Ravi, le patron d’Orange soutient cette idée : « Mon vieux, votre idée est géniale. Je fais banco, vous avez ma carte blanche. J’ai d’ailleurs quelques idées pour les premiers invités, regardons ensemble mon carnet d’adresses pour voir à qui je dois rendre service. »
Video http://www.youtube.com/watch?v=Ps7r26EgdAc&feature=pl...

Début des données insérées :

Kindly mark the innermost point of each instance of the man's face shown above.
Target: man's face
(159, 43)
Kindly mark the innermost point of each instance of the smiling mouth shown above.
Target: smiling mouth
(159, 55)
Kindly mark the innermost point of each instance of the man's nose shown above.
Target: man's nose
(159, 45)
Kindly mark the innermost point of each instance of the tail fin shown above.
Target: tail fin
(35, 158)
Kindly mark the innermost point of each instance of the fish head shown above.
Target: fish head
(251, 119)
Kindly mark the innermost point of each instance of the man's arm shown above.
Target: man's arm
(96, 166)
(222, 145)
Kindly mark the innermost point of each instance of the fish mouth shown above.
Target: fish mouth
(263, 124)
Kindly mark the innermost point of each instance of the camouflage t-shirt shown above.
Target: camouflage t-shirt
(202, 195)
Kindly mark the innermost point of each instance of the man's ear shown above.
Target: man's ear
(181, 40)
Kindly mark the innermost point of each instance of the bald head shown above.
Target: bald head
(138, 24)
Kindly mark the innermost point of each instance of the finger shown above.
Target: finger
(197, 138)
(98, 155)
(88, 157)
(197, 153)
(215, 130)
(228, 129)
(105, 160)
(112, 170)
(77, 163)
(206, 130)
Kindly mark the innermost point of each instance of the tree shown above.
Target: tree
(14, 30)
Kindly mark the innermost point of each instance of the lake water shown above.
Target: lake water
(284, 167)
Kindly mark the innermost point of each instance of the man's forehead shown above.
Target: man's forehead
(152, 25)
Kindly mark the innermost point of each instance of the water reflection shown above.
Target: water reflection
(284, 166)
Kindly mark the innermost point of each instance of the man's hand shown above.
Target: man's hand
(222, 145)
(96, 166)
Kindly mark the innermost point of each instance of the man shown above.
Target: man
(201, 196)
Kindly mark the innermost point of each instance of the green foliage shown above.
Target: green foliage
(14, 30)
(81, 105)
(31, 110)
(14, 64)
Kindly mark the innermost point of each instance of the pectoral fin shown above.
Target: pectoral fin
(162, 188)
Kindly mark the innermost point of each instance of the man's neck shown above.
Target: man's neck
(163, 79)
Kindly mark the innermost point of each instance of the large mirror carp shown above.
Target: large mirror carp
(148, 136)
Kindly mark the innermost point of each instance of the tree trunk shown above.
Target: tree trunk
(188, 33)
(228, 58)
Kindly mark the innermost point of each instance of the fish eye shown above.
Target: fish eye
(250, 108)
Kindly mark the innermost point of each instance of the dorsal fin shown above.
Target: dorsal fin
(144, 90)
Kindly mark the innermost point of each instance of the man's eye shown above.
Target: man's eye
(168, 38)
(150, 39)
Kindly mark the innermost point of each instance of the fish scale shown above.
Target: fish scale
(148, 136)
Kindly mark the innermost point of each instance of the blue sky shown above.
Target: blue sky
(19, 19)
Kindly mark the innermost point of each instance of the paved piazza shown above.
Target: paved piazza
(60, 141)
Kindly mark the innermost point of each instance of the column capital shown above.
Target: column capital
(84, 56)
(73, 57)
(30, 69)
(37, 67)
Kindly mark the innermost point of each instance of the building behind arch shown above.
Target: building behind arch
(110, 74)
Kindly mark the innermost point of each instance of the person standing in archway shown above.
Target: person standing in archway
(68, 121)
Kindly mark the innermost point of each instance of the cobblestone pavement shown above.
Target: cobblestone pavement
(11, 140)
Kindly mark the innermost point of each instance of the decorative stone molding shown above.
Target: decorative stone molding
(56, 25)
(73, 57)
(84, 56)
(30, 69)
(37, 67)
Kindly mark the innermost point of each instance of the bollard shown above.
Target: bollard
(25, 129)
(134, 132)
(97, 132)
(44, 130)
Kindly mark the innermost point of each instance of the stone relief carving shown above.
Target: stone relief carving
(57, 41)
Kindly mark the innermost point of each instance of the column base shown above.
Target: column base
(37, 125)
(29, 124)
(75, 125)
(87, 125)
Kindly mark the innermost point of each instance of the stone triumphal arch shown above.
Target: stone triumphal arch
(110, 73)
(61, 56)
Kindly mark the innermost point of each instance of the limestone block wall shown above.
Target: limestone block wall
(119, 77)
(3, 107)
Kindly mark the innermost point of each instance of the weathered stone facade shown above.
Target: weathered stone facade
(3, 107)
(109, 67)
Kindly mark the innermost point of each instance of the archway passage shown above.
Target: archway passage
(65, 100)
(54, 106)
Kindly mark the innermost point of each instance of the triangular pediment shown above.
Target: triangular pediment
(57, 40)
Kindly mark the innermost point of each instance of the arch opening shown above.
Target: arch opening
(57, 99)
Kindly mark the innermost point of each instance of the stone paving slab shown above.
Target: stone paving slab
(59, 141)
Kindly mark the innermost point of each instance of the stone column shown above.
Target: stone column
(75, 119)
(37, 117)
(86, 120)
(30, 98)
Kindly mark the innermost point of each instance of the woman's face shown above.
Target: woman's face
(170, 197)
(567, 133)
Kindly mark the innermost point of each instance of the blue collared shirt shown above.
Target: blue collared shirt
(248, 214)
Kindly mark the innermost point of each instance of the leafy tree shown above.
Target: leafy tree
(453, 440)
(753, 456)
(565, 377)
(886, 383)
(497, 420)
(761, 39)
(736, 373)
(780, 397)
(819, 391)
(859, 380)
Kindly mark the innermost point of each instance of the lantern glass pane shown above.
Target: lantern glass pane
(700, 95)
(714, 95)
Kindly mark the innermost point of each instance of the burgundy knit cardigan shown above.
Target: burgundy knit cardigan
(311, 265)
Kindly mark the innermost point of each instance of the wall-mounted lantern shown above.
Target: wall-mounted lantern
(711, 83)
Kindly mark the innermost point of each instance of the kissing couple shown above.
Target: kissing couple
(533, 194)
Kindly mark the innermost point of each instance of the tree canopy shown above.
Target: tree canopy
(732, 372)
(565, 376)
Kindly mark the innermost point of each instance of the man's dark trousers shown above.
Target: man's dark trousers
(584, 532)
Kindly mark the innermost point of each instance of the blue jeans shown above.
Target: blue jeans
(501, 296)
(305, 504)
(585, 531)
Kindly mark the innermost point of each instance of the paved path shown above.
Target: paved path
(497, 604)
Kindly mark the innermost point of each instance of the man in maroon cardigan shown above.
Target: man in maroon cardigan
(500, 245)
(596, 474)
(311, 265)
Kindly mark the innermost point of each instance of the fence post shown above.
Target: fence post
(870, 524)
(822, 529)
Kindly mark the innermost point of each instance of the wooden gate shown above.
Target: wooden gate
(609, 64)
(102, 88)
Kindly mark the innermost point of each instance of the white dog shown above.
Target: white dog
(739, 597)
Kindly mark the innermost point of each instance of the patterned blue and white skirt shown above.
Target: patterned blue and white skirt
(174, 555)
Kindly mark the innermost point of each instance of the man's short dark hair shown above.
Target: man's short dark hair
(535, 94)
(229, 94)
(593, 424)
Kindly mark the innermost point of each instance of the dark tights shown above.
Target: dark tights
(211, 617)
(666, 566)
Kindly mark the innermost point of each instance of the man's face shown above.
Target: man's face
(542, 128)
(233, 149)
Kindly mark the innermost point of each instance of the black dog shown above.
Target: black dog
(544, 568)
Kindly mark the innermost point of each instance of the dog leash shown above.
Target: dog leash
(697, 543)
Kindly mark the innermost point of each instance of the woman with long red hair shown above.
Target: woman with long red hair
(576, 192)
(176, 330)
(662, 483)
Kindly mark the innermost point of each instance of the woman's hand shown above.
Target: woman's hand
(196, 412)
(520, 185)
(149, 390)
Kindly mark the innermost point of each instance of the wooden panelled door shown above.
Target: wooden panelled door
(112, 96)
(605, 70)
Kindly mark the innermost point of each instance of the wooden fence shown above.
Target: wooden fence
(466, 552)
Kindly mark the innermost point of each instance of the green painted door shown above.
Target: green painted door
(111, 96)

Parmi ces premiers invités figure justement Nicolas Rousselet, patron des taxis G7 (qui n’opèrent pas que des taxis d’ailleurs, mais aussi une activité de location de voitures, des activités de logistique, de stockage, etc.). Qu’il soit un invité d’une émission aussi audacieuse et disruptive que Les décideurs de l’innovation est un paradoxe : après tout, il est aujourd’hui engagé dans un vaste effort de lobbying pour contrer l’innovation dans le transport individuel de personnes en ville, dans des conditions abondamment détaillées ICIou LA. Quoiqu’il en soit, dans une récente et exceptionnelle édition des Décideurs de l’innovation, Nicolas Rousselet nous expose sa vision de l’innovation.
Video (devenue privée semble-t-il ) http://www.youtube.com/watch?feature=player_embedded&...
Video de remplacement : https://www.decideurstv.com/video/nicolas-rousselet-group...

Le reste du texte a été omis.